Goodfriend launched Locast in 2018 in New York City, practically goading the big networks to come after him in a New York Times story the next year. (Headline: "Locast, a Free App Streaming Network TV, Would Love to Get Sued.") A year and a half after launching, Goodfriend got his wish, with the networks joining forces to sue not only Locast but also Goodfriend personally, alleging, among other things, that Locast is not a nonprofit. "I don't make a fucking dime off this thing," Goodfriend says. "If anything, I've lost money for all the time I've put in this." Goodfriend says he handed over all his financial documents as part of the discovery phase of the lawsuit to prove it.

"They're trying to scare me into submission," he says. "So we did what everybody should do when confronted with a bully who's trying to intimidate you — we hit them back." Locast countered with a lawsuit of its own, alleging the networks violated antitrust laws by colluding with one another in order to undermine a competitor.

Goodfriend is confident that the law is on his side. "If you think back to why Congress would do this in the first place — why, in 1976, they would say a nonprofit can retransmit a broadcast signal — it probably was because the whole idea is to have local broadcast be as widely available as possible," he says. "This is the kind of social contract at the heart of our nation's broadcasting system — that we, the people, give these incredibly valuable licenses to companies in exchange for them providing locally oriented free broadcast TV."

But that social contract, Goodfriend says, "has really broken down over the years to where today, you've got to subscribe to cable, you've got to subscribe to satellite, you've got to pay somebody else. There's a lot of payment going on — and precisely the time that people are hurting economically in places like Detroit."

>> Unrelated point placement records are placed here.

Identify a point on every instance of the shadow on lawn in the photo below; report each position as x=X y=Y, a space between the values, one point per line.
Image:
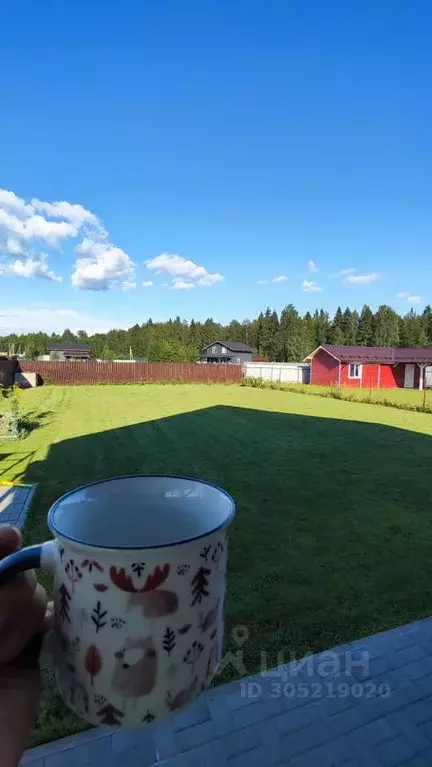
x=332 y=540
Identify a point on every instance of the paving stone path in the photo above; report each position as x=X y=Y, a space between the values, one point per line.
x=14 y=502
x=364 y=704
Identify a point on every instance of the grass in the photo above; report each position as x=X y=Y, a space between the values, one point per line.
x=332 y=538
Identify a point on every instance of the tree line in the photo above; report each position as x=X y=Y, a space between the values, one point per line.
x=284 y=337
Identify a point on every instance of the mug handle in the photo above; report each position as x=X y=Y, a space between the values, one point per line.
x=42 y=556
x=32 y=557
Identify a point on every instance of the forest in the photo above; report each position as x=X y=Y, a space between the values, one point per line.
x=284 y=337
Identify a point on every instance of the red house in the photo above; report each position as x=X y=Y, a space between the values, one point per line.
x=369 y=366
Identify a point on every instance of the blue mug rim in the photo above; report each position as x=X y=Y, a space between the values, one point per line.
x=58 y=533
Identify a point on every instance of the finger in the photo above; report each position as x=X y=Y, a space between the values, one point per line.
x=23 y=622
x=10 y=540
x=19 y=692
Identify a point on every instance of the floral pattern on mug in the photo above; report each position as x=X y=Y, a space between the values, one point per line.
x=149 y=636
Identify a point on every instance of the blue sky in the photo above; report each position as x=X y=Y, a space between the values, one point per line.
x=233 y=142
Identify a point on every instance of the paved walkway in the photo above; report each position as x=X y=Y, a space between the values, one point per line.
x=365 y=704
x=14 y=502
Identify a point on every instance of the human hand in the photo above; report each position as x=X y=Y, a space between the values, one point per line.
x=24 y=613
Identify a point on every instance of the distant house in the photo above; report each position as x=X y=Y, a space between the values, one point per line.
x=227 y=352
x=370 y=366
x=67 y=350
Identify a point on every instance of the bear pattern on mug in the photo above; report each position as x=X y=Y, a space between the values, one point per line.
x=139 y=633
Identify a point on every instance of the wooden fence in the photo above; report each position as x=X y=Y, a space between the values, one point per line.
x=134 y=372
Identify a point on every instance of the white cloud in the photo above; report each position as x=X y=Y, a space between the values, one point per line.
x=25 y=225
x=309 y=286
x=74 y=213
x=178 y=284
x=183 y=270
x=362 y=279
x=32 y=267
x=342 y=273
x=36 y=227
x=53 y=320
x=101 y=266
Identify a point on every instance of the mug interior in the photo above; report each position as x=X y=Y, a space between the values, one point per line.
x=141 y=512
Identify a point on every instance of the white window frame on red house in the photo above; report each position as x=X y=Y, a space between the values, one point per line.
x=356 y=375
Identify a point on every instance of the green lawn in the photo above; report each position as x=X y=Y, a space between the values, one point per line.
x=333 y=536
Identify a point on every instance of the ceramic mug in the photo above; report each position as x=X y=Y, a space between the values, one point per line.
x=139 y=567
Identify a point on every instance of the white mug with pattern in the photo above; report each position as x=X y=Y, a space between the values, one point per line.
x=139 y=567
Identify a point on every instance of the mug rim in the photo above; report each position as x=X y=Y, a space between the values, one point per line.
x=59 y=534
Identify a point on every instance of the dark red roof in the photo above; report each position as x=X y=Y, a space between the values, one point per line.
x=383 y=354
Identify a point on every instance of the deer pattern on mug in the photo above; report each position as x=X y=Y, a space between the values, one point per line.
x=144 y=626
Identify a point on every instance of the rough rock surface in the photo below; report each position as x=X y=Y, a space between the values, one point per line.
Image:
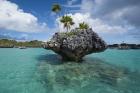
x=75 y=44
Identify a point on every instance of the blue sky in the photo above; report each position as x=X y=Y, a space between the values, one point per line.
x=115 y=21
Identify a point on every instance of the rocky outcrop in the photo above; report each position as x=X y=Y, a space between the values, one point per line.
x=75 y=44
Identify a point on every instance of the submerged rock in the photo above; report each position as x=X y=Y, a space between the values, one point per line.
x=76 y=44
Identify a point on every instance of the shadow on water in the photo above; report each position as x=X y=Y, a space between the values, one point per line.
x=92 y=74
x=52 y=59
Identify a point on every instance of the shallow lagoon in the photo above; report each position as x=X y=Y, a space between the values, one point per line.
x=35 y=70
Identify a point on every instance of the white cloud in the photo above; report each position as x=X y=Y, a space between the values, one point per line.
x=14 y=18
x=98 y=25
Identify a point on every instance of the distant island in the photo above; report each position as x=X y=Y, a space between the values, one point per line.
x=6 y=43
x=124 y=46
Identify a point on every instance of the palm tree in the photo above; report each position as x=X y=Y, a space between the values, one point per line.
x=83 y=25
x=56 y=8
x=67 y=21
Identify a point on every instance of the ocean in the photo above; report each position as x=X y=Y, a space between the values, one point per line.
x=36 y=70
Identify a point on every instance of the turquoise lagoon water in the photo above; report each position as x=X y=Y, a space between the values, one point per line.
x=36 y=70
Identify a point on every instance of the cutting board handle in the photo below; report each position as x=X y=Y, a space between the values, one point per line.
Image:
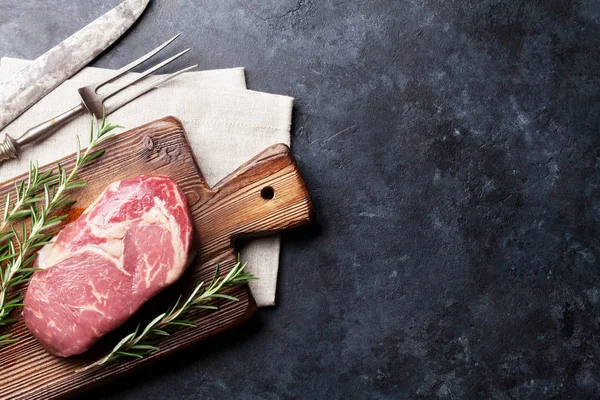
x=267 y=194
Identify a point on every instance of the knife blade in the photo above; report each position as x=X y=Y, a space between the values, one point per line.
x=27 y=87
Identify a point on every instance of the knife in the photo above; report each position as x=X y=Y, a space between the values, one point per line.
x=27 y=87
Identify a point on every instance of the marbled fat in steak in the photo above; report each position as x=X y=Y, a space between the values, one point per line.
x=126 y=247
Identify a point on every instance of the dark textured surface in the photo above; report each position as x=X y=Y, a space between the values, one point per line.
x=452 y=151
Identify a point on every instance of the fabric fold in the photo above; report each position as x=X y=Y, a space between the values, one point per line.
x=225 y=123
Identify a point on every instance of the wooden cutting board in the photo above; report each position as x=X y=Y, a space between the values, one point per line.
x=267 y=194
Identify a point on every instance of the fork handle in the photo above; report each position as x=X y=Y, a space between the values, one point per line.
x=11 y=147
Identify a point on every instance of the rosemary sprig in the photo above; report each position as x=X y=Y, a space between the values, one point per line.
x=140 y=343
x=25 y=195
x=15 y=263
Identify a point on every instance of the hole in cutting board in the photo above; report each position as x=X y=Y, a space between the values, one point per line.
x=267 y=193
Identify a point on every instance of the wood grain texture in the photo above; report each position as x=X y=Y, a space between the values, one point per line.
x=234 y=207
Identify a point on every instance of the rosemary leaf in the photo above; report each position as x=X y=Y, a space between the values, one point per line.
x=142 y=344
x=38 y=197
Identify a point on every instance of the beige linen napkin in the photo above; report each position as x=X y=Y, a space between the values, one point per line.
x=226 y=125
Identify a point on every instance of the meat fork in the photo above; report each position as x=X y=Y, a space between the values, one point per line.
x=93 y=102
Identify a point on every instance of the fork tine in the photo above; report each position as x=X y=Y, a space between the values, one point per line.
x=120 y=103
x=144 y=74
x=122 y=71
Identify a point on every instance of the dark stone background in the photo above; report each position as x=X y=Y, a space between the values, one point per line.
x=452 y=152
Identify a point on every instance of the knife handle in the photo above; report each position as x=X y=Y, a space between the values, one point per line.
x=11 y=147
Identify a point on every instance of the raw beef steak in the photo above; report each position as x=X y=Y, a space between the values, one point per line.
x=133 y=241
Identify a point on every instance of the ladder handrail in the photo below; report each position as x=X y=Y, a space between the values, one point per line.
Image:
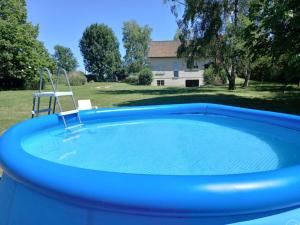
x=56 y=95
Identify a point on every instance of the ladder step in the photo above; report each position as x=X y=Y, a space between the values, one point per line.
x=74 y=126
x=44 y=94
x=53 y=93
x=68 y=112
x=41 y=110
x=64 y=93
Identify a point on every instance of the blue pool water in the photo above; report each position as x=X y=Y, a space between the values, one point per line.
x=184 y=144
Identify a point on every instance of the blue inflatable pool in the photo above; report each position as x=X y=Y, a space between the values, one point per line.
x=185 y=164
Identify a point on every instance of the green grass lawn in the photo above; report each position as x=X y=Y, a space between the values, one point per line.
x=16 y=106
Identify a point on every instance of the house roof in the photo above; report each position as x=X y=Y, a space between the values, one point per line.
x=163 y=49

Goodfriend says he received a letter of gratitude from a low-income homebound and handicapped 80-year-old man who lives alone near an airport, which blocks antenna service; the man says he is happy to pay the optional $5 a month for Locast. Another Locast viewer wrote, saying that the service saved their life because they were able to access it on their phone while taking shelter from a tornado.

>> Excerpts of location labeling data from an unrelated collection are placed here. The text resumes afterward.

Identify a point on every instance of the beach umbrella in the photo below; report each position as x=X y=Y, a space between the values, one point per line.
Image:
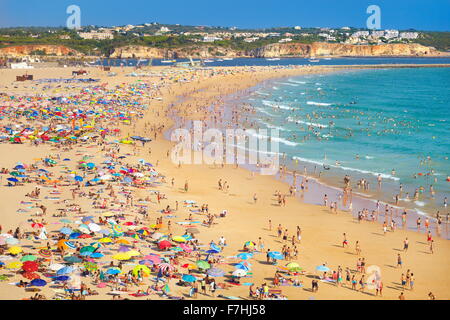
x=122 y=256
x=72 y=259
x=14 y=265
x=154 y=258
x=244 y=255
x=15 y=250
x=28 y=257
x=192 y=230
x=94 y=227
x=38 y=283
x=292 y=265
x=61 y=278
x=65 y=230
x=133 y=253
x=164 y=244
x=215 y=272
x=202 y=264
x=239 y=273
x=123 y=241
x=56 y=266
x=276 y=255
x=178 y=239
x=30 y=266
x=322 y=268
x=30 y=275
x=165 y=266
x=113 y=271
x=65 y=270
x=141 y=268
x=157 y=235
x=242 y=266
x=88 y=249
x=188 y=278
x=12 y=241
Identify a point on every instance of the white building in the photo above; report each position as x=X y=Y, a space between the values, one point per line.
x=96 y=35
x=409 y=35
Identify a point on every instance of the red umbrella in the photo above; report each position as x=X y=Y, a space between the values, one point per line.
x=30 y=275
x=164 y=244
x=30 y=266
x=85 y=236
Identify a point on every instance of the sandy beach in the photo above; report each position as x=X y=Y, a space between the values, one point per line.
x=189 y=95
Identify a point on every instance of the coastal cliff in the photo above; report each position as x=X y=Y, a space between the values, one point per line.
x=54 y=50
x=291 y=49
x=318 y=49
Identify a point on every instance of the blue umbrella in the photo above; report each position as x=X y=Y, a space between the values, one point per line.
x=215 y=272
x=245 y=255
x=38 y=283
x=188 y=278
x=74 y=235
x=276 y=255
x=242 y=266
x=65 y=230
x=65 y=270
x=214 y=247
x=72 y=259
x=322 y=268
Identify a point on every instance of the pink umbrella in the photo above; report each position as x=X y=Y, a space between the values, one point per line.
x=165 y=266
x=153 y=258
x=185 y=247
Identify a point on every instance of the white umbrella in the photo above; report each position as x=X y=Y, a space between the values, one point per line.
x=239 y=273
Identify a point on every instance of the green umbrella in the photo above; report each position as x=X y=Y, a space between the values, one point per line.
x=28 y=257
x=202 y=264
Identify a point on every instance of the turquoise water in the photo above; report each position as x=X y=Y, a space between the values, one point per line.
x=365 y=123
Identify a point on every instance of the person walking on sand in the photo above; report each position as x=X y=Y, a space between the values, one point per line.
x=357 y=248
x=405 y=245
x=399 y=261
x=345 y=241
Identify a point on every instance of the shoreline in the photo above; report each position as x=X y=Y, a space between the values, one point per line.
x=246 y=220
x=360 y=200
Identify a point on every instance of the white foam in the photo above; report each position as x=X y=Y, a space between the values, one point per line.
x=383 y=175
x=419 y=203
x=318 y=125
x=318 y=103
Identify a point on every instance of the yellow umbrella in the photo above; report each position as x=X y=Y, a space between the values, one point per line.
x=14 y=265
x=178 y=239
x=122 y=256
x=15 y=250
x=145 y=271
x=105 y=240
x=133 y=253
x=123 y=241
x=62 y=244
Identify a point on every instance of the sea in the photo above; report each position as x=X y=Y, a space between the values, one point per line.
x=387 y=123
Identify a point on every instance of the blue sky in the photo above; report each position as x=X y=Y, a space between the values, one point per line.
x=398 y=14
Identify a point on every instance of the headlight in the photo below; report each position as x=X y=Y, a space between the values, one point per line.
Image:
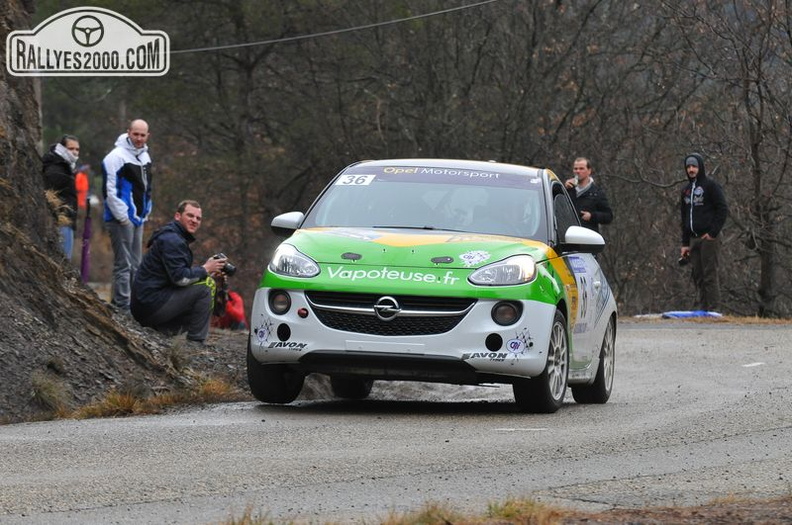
x=289 y=261
x=519 y=269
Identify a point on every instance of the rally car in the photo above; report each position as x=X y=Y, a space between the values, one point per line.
x=436 y=270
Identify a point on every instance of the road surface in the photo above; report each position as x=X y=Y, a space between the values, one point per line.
x=698 y=412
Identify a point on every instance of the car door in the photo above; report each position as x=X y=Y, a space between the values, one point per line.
x=583 y=267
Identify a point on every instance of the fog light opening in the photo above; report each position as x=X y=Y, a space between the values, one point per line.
x=494 y=342
x=280 y=302
x=506 y=313
x=284 y=332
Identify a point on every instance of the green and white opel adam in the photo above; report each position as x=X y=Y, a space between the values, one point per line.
x=436 y=270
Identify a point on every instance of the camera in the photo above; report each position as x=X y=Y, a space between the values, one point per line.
x=228 y=268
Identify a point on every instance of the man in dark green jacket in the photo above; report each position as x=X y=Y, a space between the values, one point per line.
x=589 y=199
x=169 y=294
x=703 y=211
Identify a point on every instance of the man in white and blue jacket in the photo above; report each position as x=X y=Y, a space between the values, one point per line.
x=126 y=188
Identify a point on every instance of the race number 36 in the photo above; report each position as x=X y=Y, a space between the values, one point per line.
x=355 y=180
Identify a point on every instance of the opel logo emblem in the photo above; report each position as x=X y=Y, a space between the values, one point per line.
x=88 y=31
x=386 y=308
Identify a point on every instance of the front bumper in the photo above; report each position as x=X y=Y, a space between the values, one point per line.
x=472 y=349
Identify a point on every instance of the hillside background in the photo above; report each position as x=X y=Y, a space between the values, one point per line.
x=258 y=130
x=266 y=100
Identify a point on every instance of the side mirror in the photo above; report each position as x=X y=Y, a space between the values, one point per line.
x=285 y=223
x=580 y=239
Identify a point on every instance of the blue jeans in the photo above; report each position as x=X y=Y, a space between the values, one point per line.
x=127 y=242
x=67 y=240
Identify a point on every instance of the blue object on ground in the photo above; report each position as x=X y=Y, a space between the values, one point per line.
x=683 y=314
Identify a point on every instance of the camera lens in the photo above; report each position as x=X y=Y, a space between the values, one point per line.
x=229 y=269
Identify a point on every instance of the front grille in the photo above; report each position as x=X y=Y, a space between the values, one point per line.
x=351 y=312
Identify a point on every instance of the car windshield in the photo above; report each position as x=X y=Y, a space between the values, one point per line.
x=433 y=198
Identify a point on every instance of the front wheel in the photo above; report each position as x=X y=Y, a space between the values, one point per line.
x=599 y=391
x=544 y=394
x=273 y=383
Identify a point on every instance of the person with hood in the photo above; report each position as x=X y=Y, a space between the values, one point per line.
x=169 y=294
x=59 y=164
x=126 y=188
x=589 y=199
x=703 y=211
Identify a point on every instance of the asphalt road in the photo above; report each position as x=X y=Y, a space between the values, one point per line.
x=699 y=412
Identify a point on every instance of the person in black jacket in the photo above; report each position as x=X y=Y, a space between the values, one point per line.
x=589 y=199
x=703 y=211
x=169 y=294
x=59 y=163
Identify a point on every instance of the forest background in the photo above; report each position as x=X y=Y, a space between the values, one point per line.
x=266 y=100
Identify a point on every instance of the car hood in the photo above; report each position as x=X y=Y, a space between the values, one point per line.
x=410 y=248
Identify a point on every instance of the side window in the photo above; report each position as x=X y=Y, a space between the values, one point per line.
x=564 y=212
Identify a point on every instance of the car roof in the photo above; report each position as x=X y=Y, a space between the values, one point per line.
x=455 y=163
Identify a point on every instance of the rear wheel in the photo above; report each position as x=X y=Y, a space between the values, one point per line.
x=273 y=383
x=544 y=393
x=599 y=391
x=351 y=387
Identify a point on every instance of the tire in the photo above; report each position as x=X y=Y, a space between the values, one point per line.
x=599 y=391
x=351 y=387
x=544 y=394
x=273 y=383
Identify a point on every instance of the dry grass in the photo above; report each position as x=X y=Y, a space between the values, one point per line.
x=50 y=392
x=118 y=403
x=528 y=512
x=512 y=511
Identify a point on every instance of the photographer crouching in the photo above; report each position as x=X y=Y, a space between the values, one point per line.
x=169 y=294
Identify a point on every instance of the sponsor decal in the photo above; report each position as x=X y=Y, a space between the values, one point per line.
x=263 y=331
x=87 y=41
x=443 y=171
x=577 y=264
x=516 y=346
x=491 y=356
x=474 y=257
x=388 y=274
x=287 y=344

"That's what we're all about," Goodfriend says. "And the fact that some of the largest media corporations in the world would not only sue Locast, but sue me personally, to try to shut that down — now I'm pissed off!"

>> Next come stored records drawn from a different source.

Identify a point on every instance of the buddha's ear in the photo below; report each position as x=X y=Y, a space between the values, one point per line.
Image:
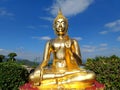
x=77 y=59
x=67 y=37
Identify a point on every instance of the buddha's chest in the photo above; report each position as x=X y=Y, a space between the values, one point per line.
x=61 y=45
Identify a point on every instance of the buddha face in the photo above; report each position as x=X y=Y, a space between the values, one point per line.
x=60 y=26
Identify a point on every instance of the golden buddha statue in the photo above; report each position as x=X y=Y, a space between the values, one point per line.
x=65 y=71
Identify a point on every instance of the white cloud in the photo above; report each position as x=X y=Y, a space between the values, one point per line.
x=103 y=32
x=77 y=38
x=1 y=49
x=70 y=7
x=113 y=26
x=31 y=27
x=118 y=39
x=42 y=38
x=4 y=12
x=104 y=44
x=47 y=18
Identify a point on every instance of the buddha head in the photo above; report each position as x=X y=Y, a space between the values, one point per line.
x=60 y=24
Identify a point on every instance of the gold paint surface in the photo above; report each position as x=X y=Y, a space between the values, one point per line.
x=65 y=71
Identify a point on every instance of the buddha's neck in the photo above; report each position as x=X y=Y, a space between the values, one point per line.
x=61 y=36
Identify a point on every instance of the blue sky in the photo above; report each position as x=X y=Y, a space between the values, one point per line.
x=26 y=25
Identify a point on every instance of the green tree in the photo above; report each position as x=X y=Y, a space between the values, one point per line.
x=1 y=58
x=12 y=56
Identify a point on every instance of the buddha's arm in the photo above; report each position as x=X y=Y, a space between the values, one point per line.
x=76 y=51
x=46 y=55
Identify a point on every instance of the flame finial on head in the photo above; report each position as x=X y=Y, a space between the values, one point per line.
x=60 y=15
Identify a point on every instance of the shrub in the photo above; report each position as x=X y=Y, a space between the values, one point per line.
x=12 y=75
x=107 y=70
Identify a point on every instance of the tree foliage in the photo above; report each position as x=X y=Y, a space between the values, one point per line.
x=12 y=75
x=1 y=58
x=107 y=70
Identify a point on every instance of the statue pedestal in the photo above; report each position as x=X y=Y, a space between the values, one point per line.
x=29 y=86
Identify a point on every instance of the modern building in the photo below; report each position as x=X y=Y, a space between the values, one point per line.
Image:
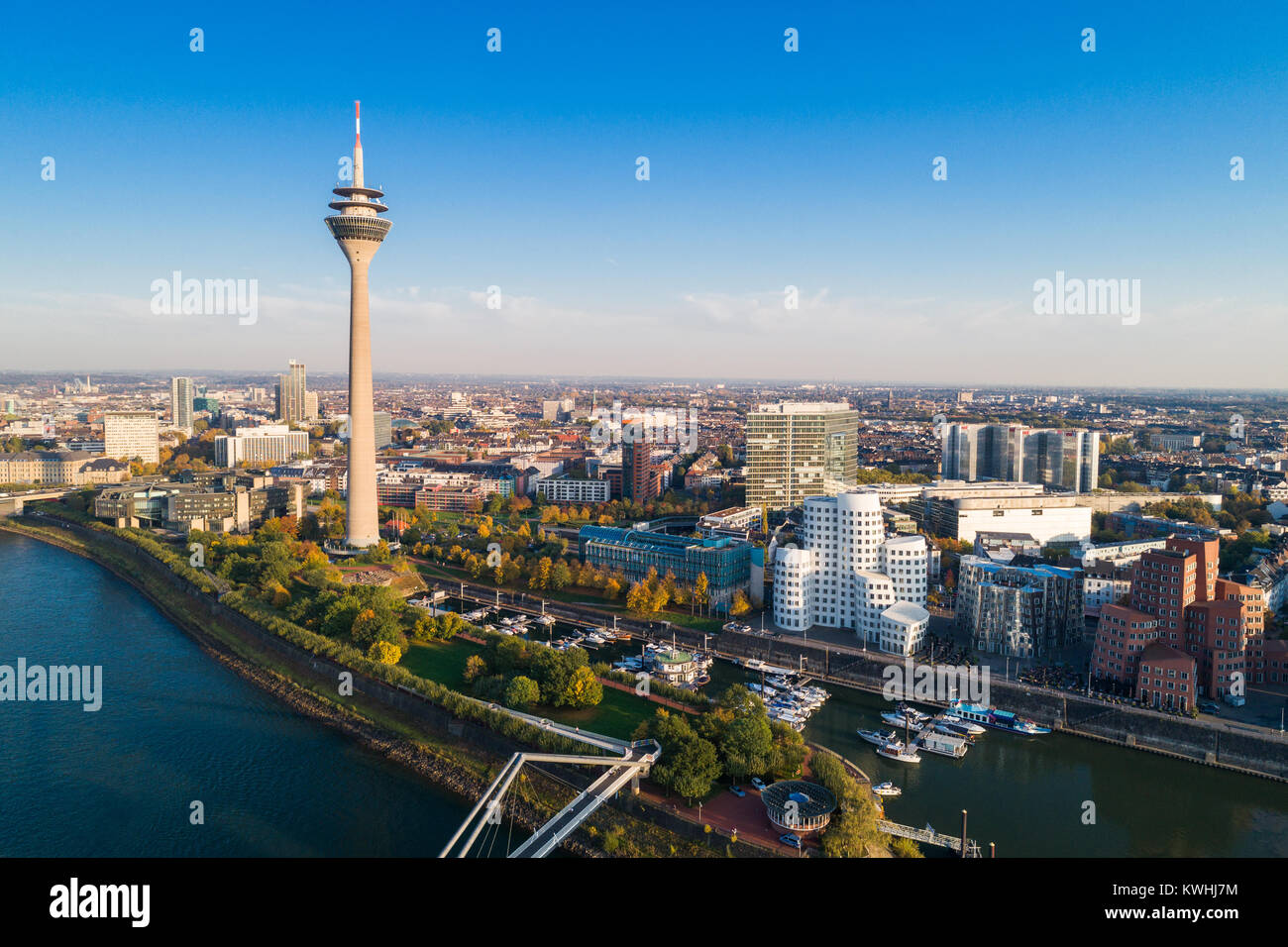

On that front, things are certain to get interesting, with Goodfriend calling for the case to go before a jury, and the San Francisco-based nonprofit the Electronic Frontier Foundation joining Locast's legal team pro bono.

In the meantime, Locast is joining more and more markets across the country, with Detroit being the latest. The service is now available in 17 out of 20 of the biggest media markets in the U.S., whose viewers represent 43% of the U.S. population. Locast has more than 1.5 million users, and enough of them have decided to pay $5 a month, allowing Goodfriend to pay Locast's bills, along with a high-interest rate loan he took to launch it.

You just need an email address to join Locast. The app is available from Apple, Android, Roku, Amazon Firestick, DirectTV, and even just through any web browser at locast.org. Once logged on, you see a grid of all the available TV channels, just like you would see on a TV provider. As an added bonus, Locast offers additional local programming that doesn't make it to cable: In a city like Detroit, Goodfriend says, that includes lots of non-English programming.

"Detroit is a great broadcast market and it's partly because of the variety of stuff that's on the air, reflecting the variety of communities in the city," Goodfriend says.

More importantly, Locast offers viewers a chance to stream local news at a time when journalism is "under siege," as Goodfriend says — partially because so many newspaper readers and advertisers have decided to stop paying for it, causing "news deserts" to open up across vast swaths of the country.

"There are newspapers going out of business, reporters being laid off," he says. "I really view our central mission as connecting people in the community to the news in a community."